Graph Mappings vs Graph Filtering

Motivation

During SourceCred office hours (Office Hours Agenda: 5/2), one of the discussion threads with @decentralion and @Brutalfluffy was the question of how to produce views of the SourceCred graph that met certain user experience requirements. The initial observation was that 'Filtering" a graph in order to ‘zoom out’ or ‘focus’ on a specific type of node (e.g. contributors) fails to preserve the network structure.

Observing that filtering does not meet our needs, this post presents the concept of Graph Mappings as an alternative to filtering data in order to produce graph objects which are at once consistent with a more detailed graph but reduced in scope to make them easier to explore as humans.

Preliminaries

Consider a SourceCred Graph G={V,E} where V is the set of nodes and E is a subset of V x V is the set of edges. We will further assume at each node i in V contains metadata and specific data about the object i; for now simply refer to all data about node i as D_i. Furthermore, for any edge representing a connection between two nodes i and j, there is a link e=(i,j) pointing from node i to node j and there is data D_e about the edge.

The data about nodes an edges can be types such as user, commit, comment etc; it also includes what plugin generated the node or edge as well any other information that is retrievable about the object. For the purpose of this discussion, we will define a graph filtering as a mapping that simple uses data to decide whether a particular node or edge is including the output of a transformation.

Graph Filtering

Consider F: G --> G_F where G_F = {V_F, E_F} is the filtered version of G, and the filter logic F operates on the nodes computing for each i in V whether it belongs in the node set V_F based on the data found in D_i. The filtering logic simple includes our excludes each node from the resulting graph. The problem with the filtering logic is that the resulting edge set E_F is necessarily a subset of V_F x V_F and a lot of important structural information is lost.

Graph Mapping

Consider M:G --> G_M where G_M = {V_M, E_M} is the mapped version of , and the mapping logic M operates on the nodes computing for each i in V whether it belongs in the node set V_F based on the data found in D_i. Unlike the filtering, the mapping does not determine for each node whether to include it or exclude it but rather produces a hierarchy where nodes are assigned to groups.

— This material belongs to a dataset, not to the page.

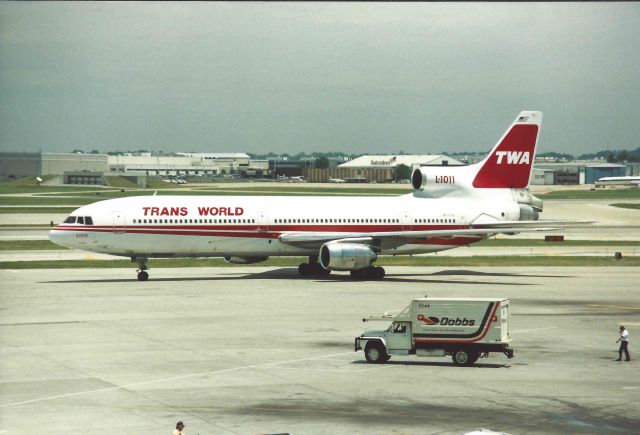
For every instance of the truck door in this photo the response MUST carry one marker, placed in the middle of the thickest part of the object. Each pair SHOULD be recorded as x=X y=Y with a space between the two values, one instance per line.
x=399 y=337
x=504 y=322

For example, if we wanted to view the network from the perspective of contributors (users) we could collapse all non-user nodes into groups identified by the user the nodes. This mapping thus does not delete the non-user nodes it conceptually absorbs them into the user nodes which means that it is possible to infer edges between the grouped nodes from the edges between non-user nodes.

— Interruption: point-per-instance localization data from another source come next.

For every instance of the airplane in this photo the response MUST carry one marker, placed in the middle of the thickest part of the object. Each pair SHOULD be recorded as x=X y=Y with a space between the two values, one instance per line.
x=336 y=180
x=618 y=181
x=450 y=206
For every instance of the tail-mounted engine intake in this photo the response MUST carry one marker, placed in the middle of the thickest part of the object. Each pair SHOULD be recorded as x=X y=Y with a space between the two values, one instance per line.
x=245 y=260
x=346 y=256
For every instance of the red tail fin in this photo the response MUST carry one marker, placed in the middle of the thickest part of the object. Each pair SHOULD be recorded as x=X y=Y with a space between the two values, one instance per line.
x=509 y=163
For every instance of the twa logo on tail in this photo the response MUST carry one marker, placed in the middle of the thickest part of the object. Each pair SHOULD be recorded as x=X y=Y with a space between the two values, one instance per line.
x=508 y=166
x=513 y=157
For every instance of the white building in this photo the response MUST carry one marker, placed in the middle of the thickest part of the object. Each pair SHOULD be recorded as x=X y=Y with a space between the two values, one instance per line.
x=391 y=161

More technical details regarding how such mappings can be implemented and what impact choices of mapping on the perspectives generated will be explored in the https://github.com/sourcecred/research repo.

As next steps are fleshed out I will write a more technically detailed ‘Issue’ for graph mapping “infra” there.

follow up comments:

per @decentralion suggestion, I am going to shift this thread toward practical examples which will i plan to accomplish via EDA in this branch https://github.com/sourcecred/research/tree/graph-mapper-prototype.

I started with a graph filtering by type which is clearly disconnected; next i’m prototyping an example of graph mapping.